We conclude that the defendant had no reason to know of or suspect a possible malpractice action against Dr. Salerno until it had completed extensive discovery. Moreover, we think the defendant exercised due diligence in instituting the necessary discovery procedures. Cf. Zakian v. Liljestrand, supra. Additional defendant places much emphasis on the fact that the original complaint filed in Delaware County lists as special damages the costs of the treatment he rendered to the plaintiff, and the complaint specifically names him as a treating physician. We fail to discern how this fact, in and of itself, would give reasonable notice to the defendant of any possible malpractice on the part of additional defendant. Furthermore, we note that neither party engaged in any discovery in the Delaware County action.

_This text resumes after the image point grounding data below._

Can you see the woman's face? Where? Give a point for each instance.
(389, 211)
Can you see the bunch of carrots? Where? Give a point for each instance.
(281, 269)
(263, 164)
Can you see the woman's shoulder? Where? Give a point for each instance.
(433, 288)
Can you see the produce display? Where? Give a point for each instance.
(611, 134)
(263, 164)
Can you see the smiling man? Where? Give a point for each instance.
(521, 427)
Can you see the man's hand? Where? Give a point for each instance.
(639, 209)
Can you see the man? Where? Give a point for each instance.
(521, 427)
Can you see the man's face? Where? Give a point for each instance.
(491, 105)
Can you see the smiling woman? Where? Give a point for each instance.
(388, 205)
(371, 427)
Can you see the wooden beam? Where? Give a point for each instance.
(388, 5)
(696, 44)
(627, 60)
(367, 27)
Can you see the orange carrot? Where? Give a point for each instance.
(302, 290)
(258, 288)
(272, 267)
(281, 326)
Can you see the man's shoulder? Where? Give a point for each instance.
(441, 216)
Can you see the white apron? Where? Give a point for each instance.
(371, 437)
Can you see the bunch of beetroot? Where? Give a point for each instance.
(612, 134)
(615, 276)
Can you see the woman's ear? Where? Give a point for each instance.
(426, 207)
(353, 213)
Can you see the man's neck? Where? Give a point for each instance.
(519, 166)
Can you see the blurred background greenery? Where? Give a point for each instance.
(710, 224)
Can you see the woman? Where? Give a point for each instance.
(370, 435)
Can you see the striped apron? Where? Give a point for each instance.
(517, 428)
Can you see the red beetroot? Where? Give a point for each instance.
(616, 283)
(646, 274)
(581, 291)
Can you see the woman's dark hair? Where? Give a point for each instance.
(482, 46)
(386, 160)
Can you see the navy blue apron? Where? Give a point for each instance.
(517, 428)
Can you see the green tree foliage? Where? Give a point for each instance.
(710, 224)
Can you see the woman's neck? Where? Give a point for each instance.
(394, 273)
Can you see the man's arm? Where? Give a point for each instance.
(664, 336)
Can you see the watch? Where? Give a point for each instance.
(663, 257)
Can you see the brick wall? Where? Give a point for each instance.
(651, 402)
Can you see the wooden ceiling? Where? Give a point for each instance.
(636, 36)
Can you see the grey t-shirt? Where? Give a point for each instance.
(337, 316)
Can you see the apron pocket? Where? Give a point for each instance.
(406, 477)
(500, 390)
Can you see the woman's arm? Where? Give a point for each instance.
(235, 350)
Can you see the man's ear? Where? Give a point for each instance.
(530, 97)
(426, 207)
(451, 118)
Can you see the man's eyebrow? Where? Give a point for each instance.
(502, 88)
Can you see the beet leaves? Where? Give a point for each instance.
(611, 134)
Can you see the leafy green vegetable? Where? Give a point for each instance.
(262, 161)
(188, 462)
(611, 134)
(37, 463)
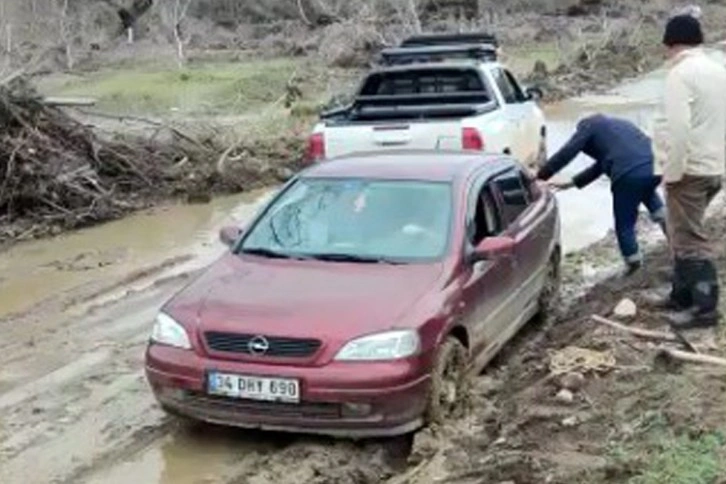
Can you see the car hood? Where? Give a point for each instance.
(326, 300)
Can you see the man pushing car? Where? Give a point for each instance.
(622, 152)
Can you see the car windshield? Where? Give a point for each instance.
(355, 220)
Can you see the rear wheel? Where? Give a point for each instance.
(541, 153)
(449, 388)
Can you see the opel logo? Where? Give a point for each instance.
(258, 345)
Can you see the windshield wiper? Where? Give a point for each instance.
(272, 254)
(361, 259)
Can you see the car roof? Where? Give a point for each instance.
(443, 65)
(428, 165)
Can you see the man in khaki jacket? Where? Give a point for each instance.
(690, 152)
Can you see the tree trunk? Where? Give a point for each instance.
(179, 47)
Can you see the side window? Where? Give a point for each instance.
(514, 195)
(518, 92)
(505, 86)
(486, 222)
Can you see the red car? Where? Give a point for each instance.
(359, 301)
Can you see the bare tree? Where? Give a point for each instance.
(173, 14)
(408, 14)
(65, 29)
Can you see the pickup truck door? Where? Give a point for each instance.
(512, 111)
(532, 119)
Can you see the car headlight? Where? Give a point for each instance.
(168, 332)
(391, 345)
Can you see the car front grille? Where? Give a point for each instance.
(205, 403)
(276, 346)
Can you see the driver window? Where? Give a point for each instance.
(516, 89)
(486, 220)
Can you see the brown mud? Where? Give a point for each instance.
(76, 407)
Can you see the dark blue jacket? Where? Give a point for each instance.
(618, 147)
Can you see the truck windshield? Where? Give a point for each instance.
(423, 81)
(355, 220)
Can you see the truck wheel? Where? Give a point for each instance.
(550, 295)
(449, 389)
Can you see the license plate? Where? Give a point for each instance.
(254, 387)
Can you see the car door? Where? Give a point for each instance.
(486, 285)
(530, 122)
(514, 112)
(526, 217)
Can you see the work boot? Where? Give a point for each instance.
(632, 268)
(704, 288)
(680, 297)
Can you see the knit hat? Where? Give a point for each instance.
(683, 30)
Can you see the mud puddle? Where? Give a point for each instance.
(94, 257)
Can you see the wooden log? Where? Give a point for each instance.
(68, 101)
(639, 332)
(694, 357)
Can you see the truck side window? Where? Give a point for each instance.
(514, 195)
(505, 87)
(486, 220)
(518, 92)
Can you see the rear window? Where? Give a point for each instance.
(422, 82)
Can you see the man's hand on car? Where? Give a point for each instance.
(558, 185)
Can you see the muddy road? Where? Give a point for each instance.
(75, 313)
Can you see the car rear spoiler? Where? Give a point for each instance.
(437, 53)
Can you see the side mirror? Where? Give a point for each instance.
(229, 235)
(493, 248)
(534, 93)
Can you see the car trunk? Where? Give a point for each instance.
(411, 108)
(417, 135)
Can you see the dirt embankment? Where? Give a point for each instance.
(569, 401)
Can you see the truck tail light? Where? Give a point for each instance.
(315, 150)
(471, 139)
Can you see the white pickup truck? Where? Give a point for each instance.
(437, 92)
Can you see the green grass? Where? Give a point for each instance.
(658, 456)
(214, 88)
(683, 460)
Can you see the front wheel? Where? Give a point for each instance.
(550, 296)
(449, 389)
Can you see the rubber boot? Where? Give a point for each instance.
(680, 297)
(632, 267)
(704, 289)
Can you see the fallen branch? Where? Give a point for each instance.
(693, 357)
(639, 332)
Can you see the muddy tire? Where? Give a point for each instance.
(549, 298)
(541, 153)
(449, 391)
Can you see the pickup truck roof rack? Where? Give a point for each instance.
(437, 53)
(429, 40)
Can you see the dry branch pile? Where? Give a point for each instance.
(57, 174)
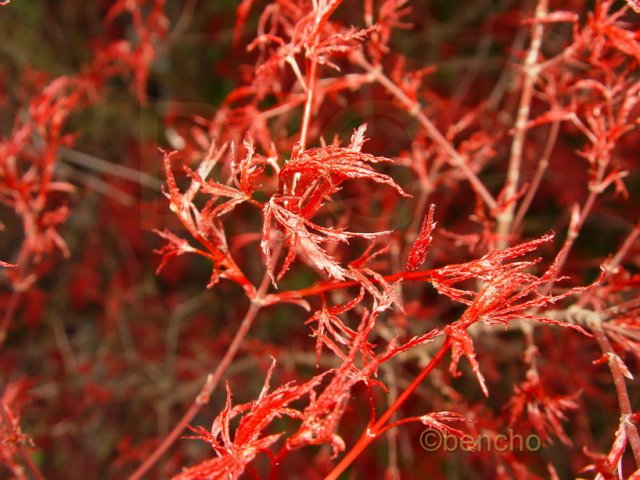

Dr. Salerno also contends that he will be prejudiced if he is joined as an additional defendant at this stage in
[ 238 Pa. Super. Page 386]
the proceedings. We do not believe that any possible prejudice to him is so severe as to preclude joinder at this date. Initially, we note that the expiration of the statute of limitations with regard to any direct action by the plaintiff against Dr. Salerno, does not bar the doctor's joinder as an additional defendant. Kitchen v. Grampian Borough, 421 Pa. 464 (1966). Furthermore, we are not persuaded that Dr. Salerno will be unduly prejudiced simply because of the passage of approximately two years since he last operated on the plaintiff. As defendant's discovery has revealed, records of the operations and subsequent treatment exist. And, even if it is assumed that the delay is prejudicial, this prejudice would be compounded by a direct action for contribution which would necessarily take place at an even later date. More importantly, there is no indication that permitting the joinder of Dr. Salerno at this date will substantially delay and prejudice the disposition of the plaintiff's cause of action. See Zakian v. Liljestrand, supra.
In summary then, we believe the joinder of Dr. Salerno will save both the time and expense generated by a second trial and, most importantly, will not further retard the plaintiff's right to an expeditious disposition of his cause.
Accordingly, the order of the lower court is reversed.